Custom YOLO model not showing bounding box predictions on ONNX-HailoRT

Completed

Ael Lee

February 27, 2025 16:17

Summary

Custom YOLOv10 ONNX model created with these steps fails to produce object detection bounding boxes when using ONNX-HailoRT runtime on Raspberry Pi with Nx AI Manager, while the Nx Demo model works correctly on the same runtime.

Environment

Nx Meta Version: Desktop Client version 6.0.1.40074 R1 (449f8e5305cb).
Built for macosx-arm64 with clang.
OpenGL version: 4.1 Metal - 89.3.
OpenGL renderer: Apple M1 Pro.
OpenGL vendor: Apple.
OpenGL max texture size: 16384.
Server raspberrypi (192.168.209.105): v6.0.1.39873
Nx AI Manager Version: 4.3.10
Plugin version: 4.3.10 ONNX-HailoRT
Platform: linux_arm64 debian 12

Reproduction Scenario

Train YOLOv10 object detection model.
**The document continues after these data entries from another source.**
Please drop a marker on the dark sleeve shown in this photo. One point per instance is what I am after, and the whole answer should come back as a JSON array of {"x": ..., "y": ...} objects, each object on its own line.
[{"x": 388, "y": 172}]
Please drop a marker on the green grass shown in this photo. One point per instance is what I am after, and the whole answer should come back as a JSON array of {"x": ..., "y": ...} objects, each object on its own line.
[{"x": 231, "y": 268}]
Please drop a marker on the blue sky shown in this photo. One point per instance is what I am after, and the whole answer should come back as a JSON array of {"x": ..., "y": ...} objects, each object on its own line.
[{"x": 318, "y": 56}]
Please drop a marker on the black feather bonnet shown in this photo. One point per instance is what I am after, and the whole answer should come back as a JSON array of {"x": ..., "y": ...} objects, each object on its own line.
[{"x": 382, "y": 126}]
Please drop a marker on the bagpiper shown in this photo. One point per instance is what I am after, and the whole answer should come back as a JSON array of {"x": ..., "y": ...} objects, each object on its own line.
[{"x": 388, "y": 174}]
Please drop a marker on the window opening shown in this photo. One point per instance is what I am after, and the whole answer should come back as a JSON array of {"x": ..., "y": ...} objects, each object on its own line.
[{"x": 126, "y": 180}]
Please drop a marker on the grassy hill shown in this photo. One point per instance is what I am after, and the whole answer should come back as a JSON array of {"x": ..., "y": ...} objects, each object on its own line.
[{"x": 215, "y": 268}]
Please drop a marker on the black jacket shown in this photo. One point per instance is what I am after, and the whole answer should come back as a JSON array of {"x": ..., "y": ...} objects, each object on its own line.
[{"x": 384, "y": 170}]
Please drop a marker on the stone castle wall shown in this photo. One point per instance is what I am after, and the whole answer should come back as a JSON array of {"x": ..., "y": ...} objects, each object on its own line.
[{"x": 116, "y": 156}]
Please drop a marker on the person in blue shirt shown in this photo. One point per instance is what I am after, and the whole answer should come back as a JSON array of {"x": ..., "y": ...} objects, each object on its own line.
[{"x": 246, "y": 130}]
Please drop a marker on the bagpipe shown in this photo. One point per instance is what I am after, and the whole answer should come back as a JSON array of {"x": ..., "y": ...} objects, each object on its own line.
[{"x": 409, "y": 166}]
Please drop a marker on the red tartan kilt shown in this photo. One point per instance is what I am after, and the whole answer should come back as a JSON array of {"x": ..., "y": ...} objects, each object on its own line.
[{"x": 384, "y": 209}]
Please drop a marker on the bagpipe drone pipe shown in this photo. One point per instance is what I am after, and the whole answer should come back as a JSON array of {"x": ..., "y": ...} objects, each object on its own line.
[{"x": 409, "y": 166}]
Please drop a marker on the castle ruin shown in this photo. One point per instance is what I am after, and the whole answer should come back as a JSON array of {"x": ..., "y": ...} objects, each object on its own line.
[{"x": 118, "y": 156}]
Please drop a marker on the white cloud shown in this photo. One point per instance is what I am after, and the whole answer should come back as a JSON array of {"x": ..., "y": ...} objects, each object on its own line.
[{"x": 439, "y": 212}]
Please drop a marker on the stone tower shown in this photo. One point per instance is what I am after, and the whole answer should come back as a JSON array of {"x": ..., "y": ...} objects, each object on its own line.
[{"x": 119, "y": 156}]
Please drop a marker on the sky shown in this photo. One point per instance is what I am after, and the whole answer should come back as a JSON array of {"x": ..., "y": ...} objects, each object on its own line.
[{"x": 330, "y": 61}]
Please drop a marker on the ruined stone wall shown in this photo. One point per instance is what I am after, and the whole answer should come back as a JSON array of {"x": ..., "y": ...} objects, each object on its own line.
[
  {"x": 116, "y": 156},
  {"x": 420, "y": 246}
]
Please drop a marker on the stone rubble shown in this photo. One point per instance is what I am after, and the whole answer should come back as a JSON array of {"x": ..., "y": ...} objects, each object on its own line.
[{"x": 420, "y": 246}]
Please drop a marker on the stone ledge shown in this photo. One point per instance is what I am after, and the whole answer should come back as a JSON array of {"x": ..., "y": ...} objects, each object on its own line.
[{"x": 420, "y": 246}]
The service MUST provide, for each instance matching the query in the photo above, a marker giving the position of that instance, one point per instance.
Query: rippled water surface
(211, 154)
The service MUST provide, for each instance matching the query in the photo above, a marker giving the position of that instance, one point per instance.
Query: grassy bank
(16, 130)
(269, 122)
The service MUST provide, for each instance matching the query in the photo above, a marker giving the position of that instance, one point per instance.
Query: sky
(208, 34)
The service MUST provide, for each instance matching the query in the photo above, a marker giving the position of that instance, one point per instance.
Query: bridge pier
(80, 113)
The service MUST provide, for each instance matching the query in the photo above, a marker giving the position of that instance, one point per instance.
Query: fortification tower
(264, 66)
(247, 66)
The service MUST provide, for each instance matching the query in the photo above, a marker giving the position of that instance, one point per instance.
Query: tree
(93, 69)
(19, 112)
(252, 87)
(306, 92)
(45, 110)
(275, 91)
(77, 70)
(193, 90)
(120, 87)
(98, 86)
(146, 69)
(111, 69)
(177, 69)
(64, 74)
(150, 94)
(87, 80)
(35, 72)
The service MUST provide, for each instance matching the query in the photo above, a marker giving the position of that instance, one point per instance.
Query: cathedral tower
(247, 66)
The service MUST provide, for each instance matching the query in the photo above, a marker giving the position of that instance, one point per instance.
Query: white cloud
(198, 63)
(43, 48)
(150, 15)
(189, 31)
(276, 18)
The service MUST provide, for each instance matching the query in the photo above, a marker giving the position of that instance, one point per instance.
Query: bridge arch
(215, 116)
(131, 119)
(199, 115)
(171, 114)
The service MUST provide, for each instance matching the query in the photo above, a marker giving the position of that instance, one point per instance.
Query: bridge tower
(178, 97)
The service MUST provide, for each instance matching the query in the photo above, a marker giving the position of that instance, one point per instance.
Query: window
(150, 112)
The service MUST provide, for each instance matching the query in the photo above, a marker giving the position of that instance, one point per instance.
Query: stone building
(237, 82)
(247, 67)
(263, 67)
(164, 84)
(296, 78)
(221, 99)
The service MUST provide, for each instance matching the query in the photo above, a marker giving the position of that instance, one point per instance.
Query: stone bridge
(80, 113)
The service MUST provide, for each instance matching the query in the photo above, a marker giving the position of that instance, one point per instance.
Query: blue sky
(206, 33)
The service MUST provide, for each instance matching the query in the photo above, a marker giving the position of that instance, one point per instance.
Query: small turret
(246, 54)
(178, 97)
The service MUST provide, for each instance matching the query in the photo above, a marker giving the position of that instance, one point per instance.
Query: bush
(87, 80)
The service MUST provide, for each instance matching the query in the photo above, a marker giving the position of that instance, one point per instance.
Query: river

As we are in our POC stage, we exported a YOLOv10 model directly using the CLI command in this repo. Then, we updated the complete_onnx.py script to add the classes your model is trained on.
Enable the Nx AI Manager plugin and upload the model to the Nx AI plugin admin server management.
Assign the model to our camera

Actual Behavior

No object detection bounding boxes appear around cars in the camera feed.
Logs show "Warning: Routing to a model that does not exist" errors.
When using the same model with the Nx CPU runtime (not Hailo), alerts appear in the right pane but no bounding boxes are drawn.

Expected Behavior

Bounding boxes should appear around detected cars, similar to what we observe when using the Nx Demo model "80-Classes Object Detector [640x640]" with the same Hailo runtime.

Additional Information

When we ran the YOLOv10 model on the Nx CPU runtime, the alerts were coming through on the right pane, but no bounding boxes were drawn. However, we must develop our system on the Hailo Runtime.
Here is the logging information from the Raspberry Pi with the Hailo runtime and our custom YOLO model

twisthink@raspberrypi:~ $ tail /opt/networkoptix-metavms/mediaserver/bin/plugins/nxai_plugin/nxai_manager/etc/sclblmod_start.log  -n 10
MODULE: 1740602649831 000000029: Warning: Routing to a model that does not exist.
MODULE: 1740602649831 000000006: Input object released
MODULE: 1740602649831 000000002: Notice: Sclbl module start inference.
MODULE: 1740602649831 000000002: Informational: Checking for input message.
MODULE: 1740602649831 000000002: Informational: Waiting for input message.
MODULE: 1740602649890 000058065: Informational: Input received 0.
MODULE: 1740602649890 000000102: Warning: Routing to a model that does not exist.
MODULE: 1740602649890 000000022: Input object released
MODULE: 1740602649890 000000004: Notice: Sclbl module start inference.
MODULE: 1740602649890 000000003: Informational: Checking for input message.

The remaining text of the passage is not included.